L’appuntamento è fissato alle 14:30 in Piazza Tricolore, da dove partirà un corteo che raggiungerà il CPR di Milano in via Corelli intorno alle 16:30. Durante il tragitto, il corteo sarà animato da momenti artistici e musicali, sottolineando l’importanza della cura, della partecipazione e della cultura come strumenti di cambiamento sociale.

Denuncia e richiesta di chiusura dei CPR

I CPR sono descritti dagli organizzatori come luoghi di privazione della libertà senza colpa, caratterizzati da esclusione e violenza istituzionale normalizzata. La CGIL Milano e Lombardia sottolineano come tali strutture rappresentino una delle più gravi contraddizioni della società contemporanea.
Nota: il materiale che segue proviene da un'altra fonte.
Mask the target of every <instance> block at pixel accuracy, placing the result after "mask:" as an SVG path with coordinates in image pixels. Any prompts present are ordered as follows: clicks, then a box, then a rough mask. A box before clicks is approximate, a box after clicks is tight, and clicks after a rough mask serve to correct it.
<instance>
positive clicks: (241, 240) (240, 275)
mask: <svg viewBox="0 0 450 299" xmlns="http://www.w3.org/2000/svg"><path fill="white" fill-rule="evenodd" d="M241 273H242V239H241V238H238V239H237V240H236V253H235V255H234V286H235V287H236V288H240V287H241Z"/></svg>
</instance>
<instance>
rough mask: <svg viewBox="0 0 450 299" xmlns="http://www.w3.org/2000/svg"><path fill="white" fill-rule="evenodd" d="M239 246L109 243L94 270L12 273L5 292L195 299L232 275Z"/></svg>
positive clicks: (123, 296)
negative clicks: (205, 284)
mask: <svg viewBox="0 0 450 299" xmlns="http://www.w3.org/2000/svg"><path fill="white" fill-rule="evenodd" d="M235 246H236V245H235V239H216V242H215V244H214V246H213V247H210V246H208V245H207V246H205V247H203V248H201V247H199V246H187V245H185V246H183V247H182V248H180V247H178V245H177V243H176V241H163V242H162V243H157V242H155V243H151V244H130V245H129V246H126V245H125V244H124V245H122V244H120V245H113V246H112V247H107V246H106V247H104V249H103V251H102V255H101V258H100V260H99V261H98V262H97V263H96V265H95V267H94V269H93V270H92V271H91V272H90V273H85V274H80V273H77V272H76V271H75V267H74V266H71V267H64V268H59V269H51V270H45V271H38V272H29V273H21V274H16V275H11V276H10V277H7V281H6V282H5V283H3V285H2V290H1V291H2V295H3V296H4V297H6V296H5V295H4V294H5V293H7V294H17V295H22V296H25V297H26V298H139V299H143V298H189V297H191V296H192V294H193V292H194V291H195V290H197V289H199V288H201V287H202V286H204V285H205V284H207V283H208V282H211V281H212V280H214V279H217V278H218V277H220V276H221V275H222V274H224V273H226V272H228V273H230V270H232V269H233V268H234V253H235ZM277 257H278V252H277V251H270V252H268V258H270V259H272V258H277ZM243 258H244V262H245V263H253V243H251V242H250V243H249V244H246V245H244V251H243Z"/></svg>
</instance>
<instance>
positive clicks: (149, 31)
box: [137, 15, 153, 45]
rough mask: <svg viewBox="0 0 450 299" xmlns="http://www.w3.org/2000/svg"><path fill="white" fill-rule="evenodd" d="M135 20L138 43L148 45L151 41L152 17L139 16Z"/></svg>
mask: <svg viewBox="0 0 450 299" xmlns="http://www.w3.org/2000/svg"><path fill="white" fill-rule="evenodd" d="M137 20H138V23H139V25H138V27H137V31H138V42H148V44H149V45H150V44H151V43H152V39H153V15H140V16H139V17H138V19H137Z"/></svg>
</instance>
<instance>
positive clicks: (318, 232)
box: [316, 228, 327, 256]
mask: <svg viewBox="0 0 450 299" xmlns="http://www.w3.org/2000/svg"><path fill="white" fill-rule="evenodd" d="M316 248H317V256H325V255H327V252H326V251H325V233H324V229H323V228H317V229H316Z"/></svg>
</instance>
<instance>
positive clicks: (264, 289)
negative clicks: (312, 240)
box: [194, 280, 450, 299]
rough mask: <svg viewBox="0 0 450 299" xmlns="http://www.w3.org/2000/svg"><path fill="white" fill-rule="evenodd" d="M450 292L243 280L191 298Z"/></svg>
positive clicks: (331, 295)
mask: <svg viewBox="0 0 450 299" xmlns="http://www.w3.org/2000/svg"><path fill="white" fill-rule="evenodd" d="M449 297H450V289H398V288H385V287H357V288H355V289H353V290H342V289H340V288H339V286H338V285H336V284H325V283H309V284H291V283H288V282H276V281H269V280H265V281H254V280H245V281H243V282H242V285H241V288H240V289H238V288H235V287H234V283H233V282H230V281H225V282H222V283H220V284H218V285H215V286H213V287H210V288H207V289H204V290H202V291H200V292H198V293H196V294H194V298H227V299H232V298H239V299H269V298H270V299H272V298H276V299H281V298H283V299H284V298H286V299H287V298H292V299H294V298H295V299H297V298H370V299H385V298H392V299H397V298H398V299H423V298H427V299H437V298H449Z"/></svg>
L’iniziativa chiede la chiusura dei centri e l’abrogazione della detenzione amministrativa, ribadendo la necessità di garantire dignità e diritti fondamentali a tutte le persone.

Interventi e testimonianze

All’arrivo davanti al CPR di Milano, si terranno gli interventi del Forum Salute Mentale e delle realtà promotrici dell’iniziativa. L’iniziativa unisce la mobilitazione politica alla partecipazione culturale, dimostrando come arte e impegno civico possano contribuire a cambiare la narrazione su luoghi di esclusione e controllo sociale.